カメルーンにおいて、幼稚園教諭に対し情操教育の充実化を図るためのセミナーを行うJICA海外協力隊員(写真:JICA)
日本の開発協力の実施にあたっては、政府やJICAによるODAを中心とした支援に加え、大企業や中小企業、地方自治体、大学、NGOを含む市民社会、国際機関などの多様なアクター(主体)が、互いの長所を活かしながら連携して取り組む必要があります。また、日本政府は、日本企業が積極的に海外で活躍できるよう、ODAを活用した海外展開支援を行っています。さらに、NGOや市民社会の力を引き出すと同時に、多様なアクターが世界の開発協力の現場で活躍できるよう、支援しています。
同時に、日本政府は、日本のODAが効果的で無駄のない方法で実施されるよう、開発協力の適正性の確保に引き続き尽力していくとともに、開発協力に対する理解を国内外でさらに深めていくべく、一層積極的な広報・発信に関する取組を行っていきます。
なおこれらに加え、国連開発計画(UNDP)および国連児童基金(UNICEF)などの国際機関も、開発途上国における豊富な経験と専門性を活かし、日本企業による包摂(ほうせつ)的ビジネス*を推進しています。
1.多様なアクターとの連携強化のための取組
(1)民間企業との連携
開発協力の場においては、民間企業が持つ優れた技術、ノウハウやアイディアを応用してより良い支援を行うことが期待されています。日本政府としても、日本企業の持つ総合力が、外務省やJICAのODA事業等においてもさらに発揮されるよう、日本政府が実施する無償資金協力や円借款事業等において、日本の優れた技術やノウハウ等の活用に努めていきます。また、民間の知見やノウハウをODAの案件形成の段階から取り入れたり、基礎インフラはODAで整備し、投資や運営・維持管理は民間で行うといったように、官民で役割を分担し、民間による投資事業等との連携を促進し、民間の技術・知識・経験、資金を活用して、より効率的・効果的な事業を行うことで開発効果の発現も目指していきます。
ア.無償資金協力
日本政府は開発途上国政府の要望や開発ニーズに基づき、日本の中小企業等の製品を途上国に供与することを通じ、日本の中小企業等の海外展開を支援する無償資金協力(中小企業等の製品を活用した機材供与)も実施しています。この枠組みでは、途上国の経済社会開発を支援するのみならず、供与した製品に対する認知度の向上を図るとともに、継続的な需要の創出にも取り組んでいます。
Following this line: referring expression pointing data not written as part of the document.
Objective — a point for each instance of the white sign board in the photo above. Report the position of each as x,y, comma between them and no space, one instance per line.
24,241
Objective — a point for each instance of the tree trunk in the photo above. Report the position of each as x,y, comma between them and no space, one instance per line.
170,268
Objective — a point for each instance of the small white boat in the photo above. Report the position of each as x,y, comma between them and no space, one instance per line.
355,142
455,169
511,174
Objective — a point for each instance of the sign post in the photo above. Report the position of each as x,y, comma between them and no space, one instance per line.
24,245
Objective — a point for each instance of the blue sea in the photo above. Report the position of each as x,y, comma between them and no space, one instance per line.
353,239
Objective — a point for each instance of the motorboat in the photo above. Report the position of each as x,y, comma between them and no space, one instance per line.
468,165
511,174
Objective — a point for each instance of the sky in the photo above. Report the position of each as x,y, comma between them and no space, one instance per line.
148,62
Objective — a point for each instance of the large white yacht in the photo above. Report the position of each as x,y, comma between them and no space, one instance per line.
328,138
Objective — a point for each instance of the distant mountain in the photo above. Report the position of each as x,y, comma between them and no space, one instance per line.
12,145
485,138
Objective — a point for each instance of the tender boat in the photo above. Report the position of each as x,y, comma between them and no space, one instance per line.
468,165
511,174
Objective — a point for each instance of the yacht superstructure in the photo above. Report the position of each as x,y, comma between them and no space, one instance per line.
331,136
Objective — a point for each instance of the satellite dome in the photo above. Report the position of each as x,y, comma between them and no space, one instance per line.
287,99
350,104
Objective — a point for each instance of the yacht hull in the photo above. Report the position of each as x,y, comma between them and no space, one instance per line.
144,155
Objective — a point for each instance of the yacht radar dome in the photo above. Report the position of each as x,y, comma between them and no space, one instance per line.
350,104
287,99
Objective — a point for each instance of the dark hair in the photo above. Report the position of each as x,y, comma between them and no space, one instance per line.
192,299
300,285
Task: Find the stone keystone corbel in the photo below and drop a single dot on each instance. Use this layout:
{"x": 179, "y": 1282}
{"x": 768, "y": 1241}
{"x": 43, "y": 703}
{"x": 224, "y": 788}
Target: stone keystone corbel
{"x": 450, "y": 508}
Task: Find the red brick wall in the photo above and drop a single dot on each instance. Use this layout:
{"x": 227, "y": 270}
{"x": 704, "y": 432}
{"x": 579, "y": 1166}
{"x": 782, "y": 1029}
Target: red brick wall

さらに、日本政府は、2014年度から、民間企業が関与して施設建設から運営・維持管理までを包括的に実施する公共事業に無償資金協力を供与することを通じ、日本企業の事業権・運営権の獲得を促進し、日本の優れた技術・ノウハウを開発途上国の開発に役立てることを目的とする事業・運営権対応型無償資金協力を導入しました。2019年度にはカンボジアにおける上水道拡張案件に関する交換公文の署名が行われました。
イ.円借款の制度改善
日本政府は、日本の優れた技術やノウハウを活用し、途上国への技術移転を通じて「顔の見える援助」を促進するために、本邦技術活用条件(STEP:Special Terms for Economic Partnership)を導入し、その後も適用範囲の拡大、金利引き下げなどの制度改善を行ってきました。また、災害復旧スタンド・バイ借款注1の創設などの追加的な措置を行ってきています。さらに、日本政府は、官民連携(PPP:Public-Private Partnership)方式を活用したインフラ整備案件の着実な形成と実施を促進し、途上国政府による各種施策の整備と活用をニーズに応じて支援するべく、エクイティバックファイナンス(EBF)円借款注2や採算補填(ほてん)(VGF)円借款注3なども導入しています。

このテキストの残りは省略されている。